Tuesday, October 2, 2012

Science and Philosophy: Inseparable

A Nobel Prize winner was speaking at a psychiatric conference recently. The speaker said truth is a product of the brain. During the question and answer session afterward, someone asked, “What if the brain goes wrong?”

We all know the brain can go wrong from many things: infections, injuries, drugs, psychoses, passions, prejudice. .. What if it goes wrong, asked the questioner, and then how will we know the truth?

Well, said the Nobel Laureate, that is a philosophical question. This was said by way of dismissal, as obviously the physicians in attendance all wanted to be scientific rather than philosophical.

But, but, but — wait just a doggone second! Is the question any more philosophical than the premise? If you say truth is a product of the human brain, what else is that, pray tell, but a philosophical statement?

Furthermore, science is a discipline unavoidably based upon philosophy, and a particular philosophy at that.

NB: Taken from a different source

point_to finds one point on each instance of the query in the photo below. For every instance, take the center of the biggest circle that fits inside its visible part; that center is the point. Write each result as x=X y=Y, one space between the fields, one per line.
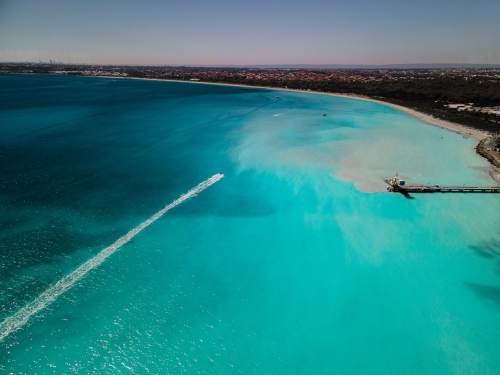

Science is based upon the faith that there is a reliable, discoverable order in the universe. If you say there isn’t, then please note, you have not dispensed with philosophy! You’ve only changed your philosophy.

But in the process, you’ve also uprooted science. The new philosophy that says the order in the universe is only an appearance, is of course intended to remove support for religion. Instead it makes science impossible, because science is the opposite of chaos. If the ultimate reality were chaos, then there would be no use seeking any “laws of nature”, any relationships between things, or any way to put observations together logically. Experiments would prove nothing, because their results, however unvarying, would in principle be pure chance. Theories could predict nothing, because whatever appeared to be a natural principle would really be a random something churned up by the underlying chaos. Everything would be like an image of Jesus someone sees on a slice of burnt toast: a random set of markings having only the appearance of inherent meaning. Change the philosophy, you unravel science.

4 comments:

David Garner said...

You hit on the essential problem with this view when you rightly note that science, far from being removed from philosophy, IS a philosophy.

This attempt to divorce the two is akin to sawing off the branch one is sitting upon.

Matushka Anna said...

If it weren't so sad, it would be amusing to watch these people run around their theoretical hamster wheels...

Anastasia Theodoridis said...

It feels kind of weird, doesn't it, to see millions of ordinary people thinking more clearly than a Nobel Laureate?

GretchenJoanna said...

Many of us have experienced the fear of losing our minds, i.e. should the brain go wrong and we become someone different, maybe an old person who doesn't remember the people and events and skills that used to be crucial to his existence. If you don't trust that there is a God Who still knows you, that the mind is more than the brain, then I suppose the most logical thing to do, or have done to one, is to destroy the whole useless thing. Thank God these poor people are not usually logical.